KUALA LUMPUR: Malaysian exports last year grew 6.7% year-on-year (y-o-y) to RM998.01 billion, nearly reaching the RM1 trillion mark, driven by growth in manufactured goods and mining, which compensated for the lower performance of agricultural goods, according to the Ministry of International Trade and Industry (Miti).

Total imports came in at RM877.74 billion, up 4.9% y-o-y on the back of higher uptake of consumption goods.

The higher exports boosted trade surplus by 22.1% last year to RM120.27 billion, its fastest growth in a decade and the largest surplus recorded since 2012.

Total trade reached a high of RM1.88 trillion last year, up 5.9% y-o-y from RM1.77 trillion, contributed by higher trade with Hong Kong (up 45.2% or RM27.9 billion), China (up 8.1% or RM23.4 billion), Taiwan (up 22.1% or RM17.4 billion), Singapore  (up 6% or RM13.6 billion) and the European Union (up 4.8% or RM8.5 billion).

In terms of exports, shipments of manufactured goods accounted for 83.7% of the total, up 9.1% y-o-y to RM835.48 billion, driven by an 11% rise in demand for electrical and electronic (E&E) goods.

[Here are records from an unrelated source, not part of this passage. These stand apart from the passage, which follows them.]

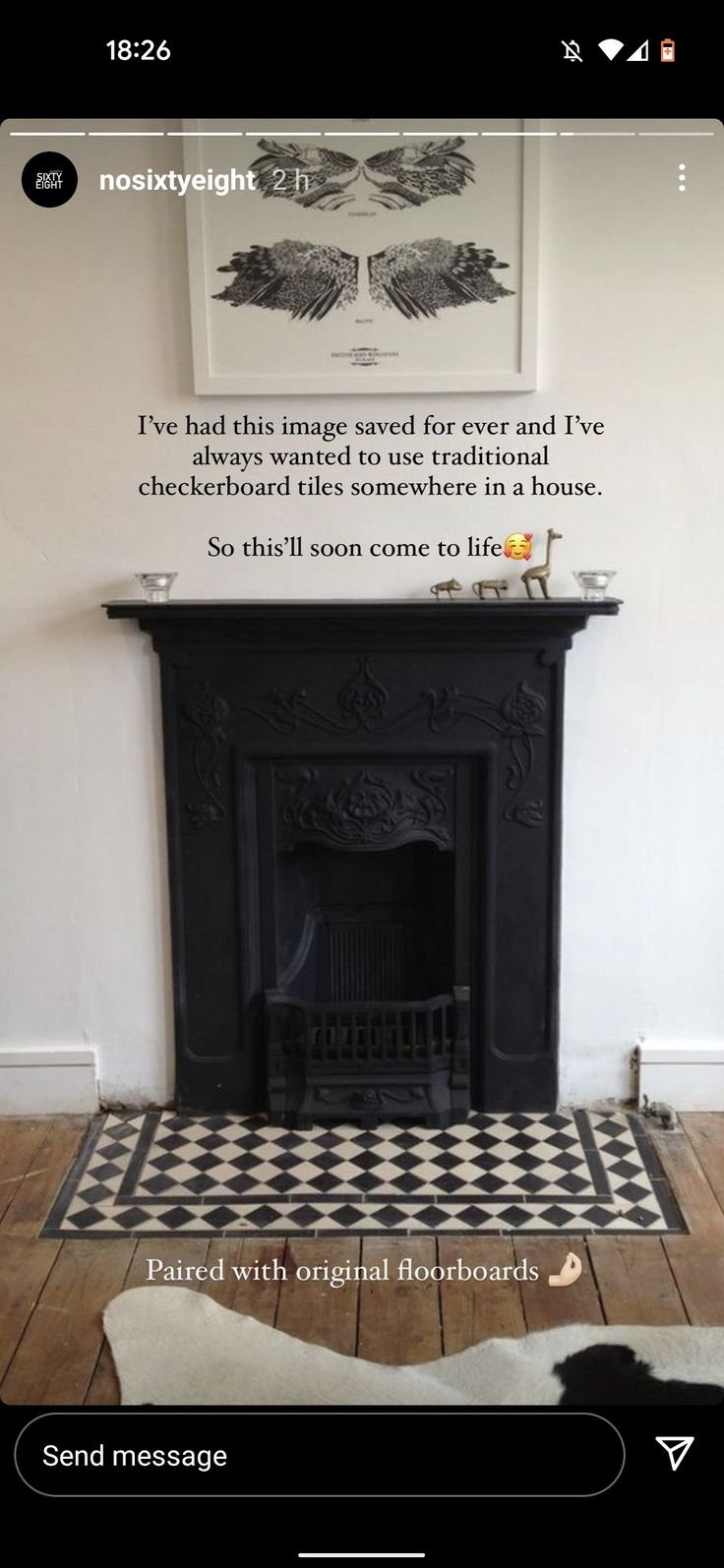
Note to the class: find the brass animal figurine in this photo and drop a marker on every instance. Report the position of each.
(539, 574)
(451, 588)
(497, 585)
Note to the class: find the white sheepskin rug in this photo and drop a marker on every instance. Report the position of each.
(176, 1348)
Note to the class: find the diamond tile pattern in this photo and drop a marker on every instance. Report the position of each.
(161, 1174)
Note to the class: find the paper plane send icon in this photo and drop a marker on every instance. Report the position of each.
(676, 1448)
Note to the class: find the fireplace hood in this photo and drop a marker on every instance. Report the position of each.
(364, 826)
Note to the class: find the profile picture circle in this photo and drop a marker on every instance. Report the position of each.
(49, 179)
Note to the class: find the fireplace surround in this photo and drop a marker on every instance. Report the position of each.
(364, 826)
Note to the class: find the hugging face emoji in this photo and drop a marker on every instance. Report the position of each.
(517, 546)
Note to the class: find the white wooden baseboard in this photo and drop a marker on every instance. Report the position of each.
(36, 1081)
(685, 1074)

Shipments of mining goods made up 8.8% of total exports, up 7.1% y-o-y to RM87.62 billion, due to a 29.4% increase in crude petroleum. Agriculture goods, which contributed the remainder 6.7% of total exports, fell 14.2% to RM67.01 billion on lower global prices for palm oil and palm oil-based agriculture goods, despite higher volumes exported.

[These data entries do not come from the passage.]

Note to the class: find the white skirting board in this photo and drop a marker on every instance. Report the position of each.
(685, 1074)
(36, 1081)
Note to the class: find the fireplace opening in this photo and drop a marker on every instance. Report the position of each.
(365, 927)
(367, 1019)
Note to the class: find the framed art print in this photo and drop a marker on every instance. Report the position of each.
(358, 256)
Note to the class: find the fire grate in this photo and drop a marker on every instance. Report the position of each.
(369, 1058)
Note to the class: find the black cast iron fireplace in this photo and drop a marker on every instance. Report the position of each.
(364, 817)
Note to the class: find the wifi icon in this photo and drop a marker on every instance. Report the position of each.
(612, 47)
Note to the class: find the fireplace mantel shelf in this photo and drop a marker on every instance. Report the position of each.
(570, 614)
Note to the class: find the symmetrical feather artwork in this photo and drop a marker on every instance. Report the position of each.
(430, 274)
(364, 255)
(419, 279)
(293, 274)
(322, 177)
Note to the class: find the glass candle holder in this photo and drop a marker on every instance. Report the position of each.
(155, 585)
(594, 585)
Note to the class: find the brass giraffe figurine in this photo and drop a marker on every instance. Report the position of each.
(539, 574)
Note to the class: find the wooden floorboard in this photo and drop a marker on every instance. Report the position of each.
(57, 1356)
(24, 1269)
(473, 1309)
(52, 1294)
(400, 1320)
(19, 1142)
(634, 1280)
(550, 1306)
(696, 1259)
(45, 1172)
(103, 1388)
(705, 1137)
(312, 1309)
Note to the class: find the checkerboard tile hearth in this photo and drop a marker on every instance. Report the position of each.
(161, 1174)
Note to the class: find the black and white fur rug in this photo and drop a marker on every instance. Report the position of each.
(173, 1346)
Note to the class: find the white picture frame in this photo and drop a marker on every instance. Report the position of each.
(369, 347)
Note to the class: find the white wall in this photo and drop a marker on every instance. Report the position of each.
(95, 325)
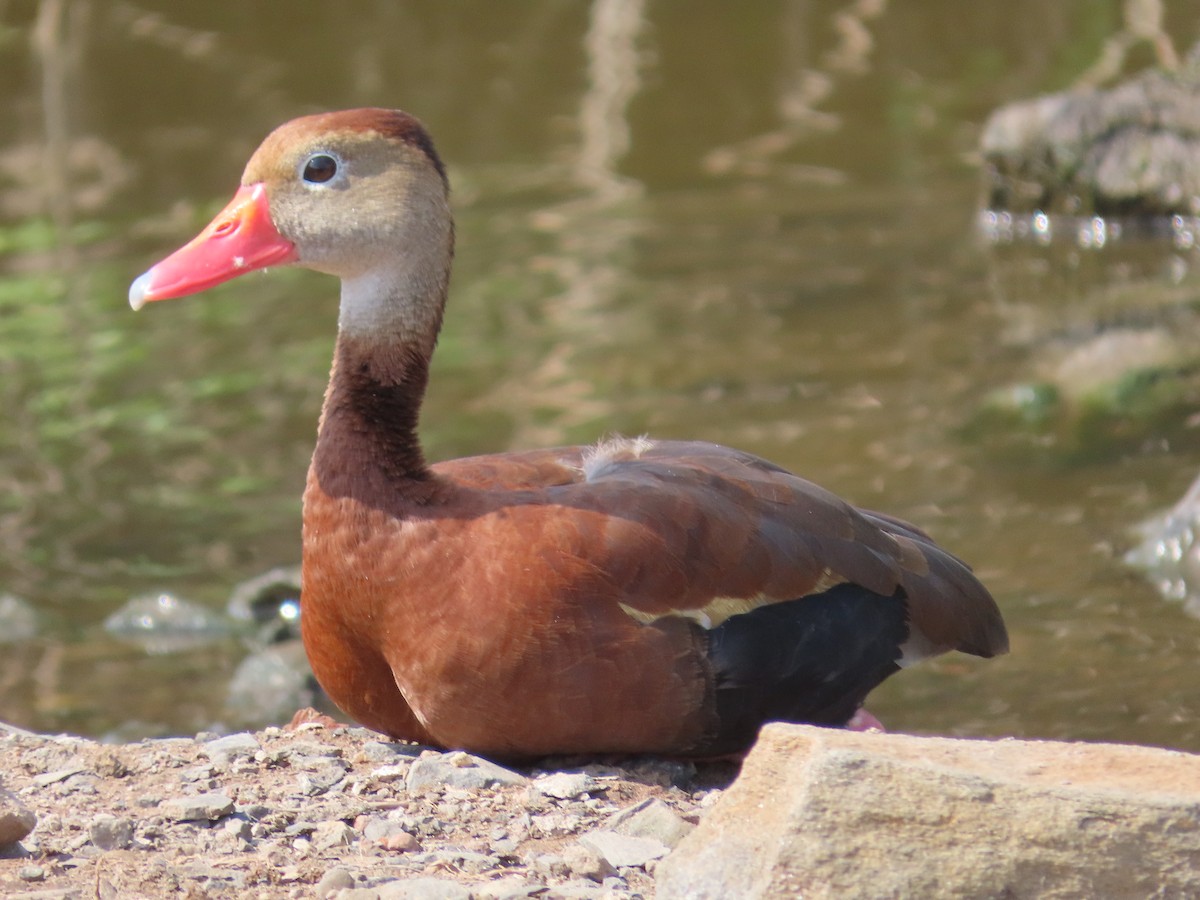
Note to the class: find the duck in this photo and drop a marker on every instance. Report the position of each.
(630, 597)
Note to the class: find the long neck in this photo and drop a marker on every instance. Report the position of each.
(367, 445)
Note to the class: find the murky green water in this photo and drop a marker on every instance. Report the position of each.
(747, 223)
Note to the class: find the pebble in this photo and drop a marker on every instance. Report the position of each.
(423, 889)
(583, 862)
(198, 808)
(623, 850)
(16, 819)
(111, 833)
(331, 837)
(460, 771)
(334, 880)
(233, 747)
(651, 819)
(567, 785)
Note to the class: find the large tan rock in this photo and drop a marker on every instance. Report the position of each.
(820, 813)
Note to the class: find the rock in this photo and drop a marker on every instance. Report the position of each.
(822, 813)
(389, 833)
(651, 819)
(49, 778)
(583, 862)
(111, 833)
(18, 621)
(333, 837)
(622, 850)
(335, 879)
(198, 808)
(510, 888)
(400, 843)
(1134, 149)
(461, 771)
(233, 747)
(423, 889)
(1169, 553)
(567, 785)
(16, 819)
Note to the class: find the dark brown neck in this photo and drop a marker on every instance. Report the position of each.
(367, 448)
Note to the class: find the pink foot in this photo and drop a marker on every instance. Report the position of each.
(862, 720)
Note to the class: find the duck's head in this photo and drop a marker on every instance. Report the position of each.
(359, 193)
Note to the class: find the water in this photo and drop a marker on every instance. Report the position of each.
(747, 225)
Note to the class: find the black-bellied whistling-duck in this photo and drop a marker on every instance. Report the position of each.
(633, 597)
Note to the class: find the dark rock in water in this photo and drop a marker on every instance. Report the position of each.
(1133, 150)
(271, 601)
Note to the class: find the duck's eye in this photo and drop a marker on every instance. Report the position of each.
(319, 168)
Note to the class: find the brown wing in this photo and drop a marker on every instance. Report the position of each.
(707, 532)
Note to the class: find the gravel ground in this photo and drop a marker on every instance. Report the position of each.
(328, 810)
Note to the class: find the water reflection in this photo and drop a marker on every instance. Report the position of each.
(745, 225)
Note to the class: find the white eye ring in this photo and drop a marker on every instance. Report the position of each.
(321, 168)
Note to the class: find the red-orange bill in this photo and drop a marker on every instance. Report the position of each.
(241, 238)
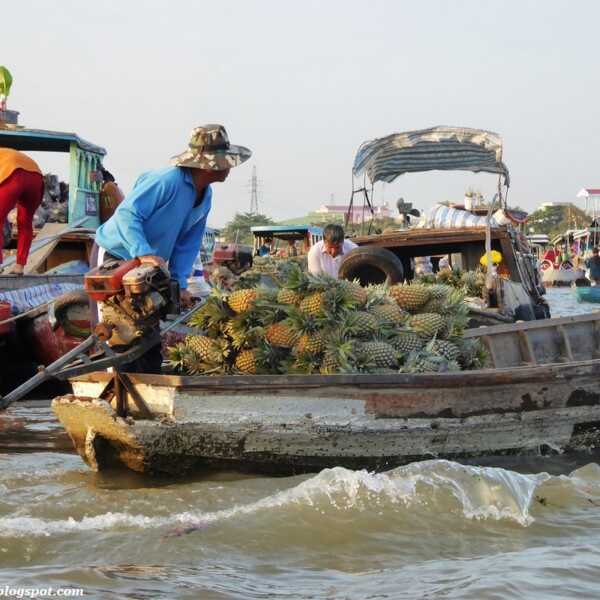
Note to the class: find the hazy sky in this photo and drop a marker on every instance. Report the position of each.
(304, 83)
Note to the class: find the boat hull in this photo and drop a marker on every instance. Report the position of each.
(588, 294)
(287, 424)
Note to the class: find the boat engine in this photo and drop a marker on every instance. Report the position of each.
(133, 296)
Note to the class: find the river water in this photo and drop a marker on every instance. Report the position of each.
(436, 529)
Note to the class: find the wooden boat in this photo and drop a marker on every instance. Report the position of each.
(541, 394)
(587, 294)
(462, 236)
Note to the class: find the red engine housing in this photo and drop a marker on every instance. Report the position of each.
(107, 280)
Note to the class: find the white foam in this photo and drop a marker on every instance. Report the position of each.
(475, 493)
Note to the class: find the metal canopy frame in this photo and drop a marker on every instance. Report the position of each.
(439, 148)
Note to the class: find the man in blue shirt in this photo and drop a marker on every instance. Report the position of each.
(162, 220)
(164, 217)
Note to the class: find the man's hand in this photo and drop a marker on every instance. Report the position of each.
(156, 261)
(186, 299)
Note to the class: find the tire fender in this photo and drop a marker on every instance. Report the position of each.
(371, 264)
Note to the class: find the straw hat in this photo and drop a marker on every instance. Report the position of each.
(209, 149)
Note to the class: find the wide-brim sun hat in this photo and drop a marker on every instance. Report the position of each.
(209, 149)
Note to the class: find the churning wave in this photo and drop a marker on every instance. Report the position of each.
(436, 486)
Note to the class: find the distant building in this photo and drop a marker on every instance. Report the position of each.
(552, 204)
(592, 200)
(357, 214)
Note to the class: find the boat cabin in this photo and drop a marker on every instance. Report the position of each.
(513, 289)
(85, 181)
(285, 240)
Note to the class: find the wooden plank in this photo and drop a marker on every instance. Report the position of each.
(13, 282)
(38, 257)
(526, 348)
(568, 351)
(527, 325)
(359, 382)
(489, 344)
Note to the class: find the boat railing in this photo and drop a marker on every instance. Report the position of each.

Among the destinations for Malaysian exports, Asean absorbed 28.6% or RM285.3 billion worth of Malaysian exports last year, up 5% y-o-y, supported by higher exports to Vietnam, Thailand, Singapore, the Philippines and Cambodia.

Exports to China, meanwhile, grew 10.3% to RM138.88 billion on the back of higher exports of products like chemical and chemical products, E&E and optical and scientific equipment. Exports to Europe Union and the US also improved, up 3.5% to RM98.6 billion and 2.3% to RM90.73 billion, respectively.

In terms of total trade, China remains Malaysia’s largest trading partner for the 10th straight year, with the tally reaching RM313.81 billion, 16.7% of Malaysia’s total trade.

The trade figures came after accounting for December’s performance, where exports rose 4.8% y-o-y to RM83.27 billion — double the 2.4% growth forecast by economists in a Reuters poll earlier — on sustained demand for manufactured goods and chemicals and chemical products.

On announcing the trade figures yesterday, International Trade and Industry Minister Datuk Darrel Leiking said exports growth is expected to moderate to 5% this year, amid uncertainties in the global market, with concerns of disruptions to the global supply chain arising from the US-China trade spat, and softer commodity prices in anticipation of higher production and lower demand.

Hence, Miti expects total trade to only expand 5% this year, in tandem with the slower export growth. Imports should also only  grow 5%. Still, Miti’s forecast is more optimistic than most analysts’, which range between 3.6% and 5%.

“Despite the uncertainties this year, we are still quite aggressive on our export growth forecast. We’re confident the strategies we are putting in [to drive] trade and investment can help absorb the impact of the global challenges,” said Malaysia External Trade Development Corp deputy chief executive officer Datuk Wan Latiff Wan Musa.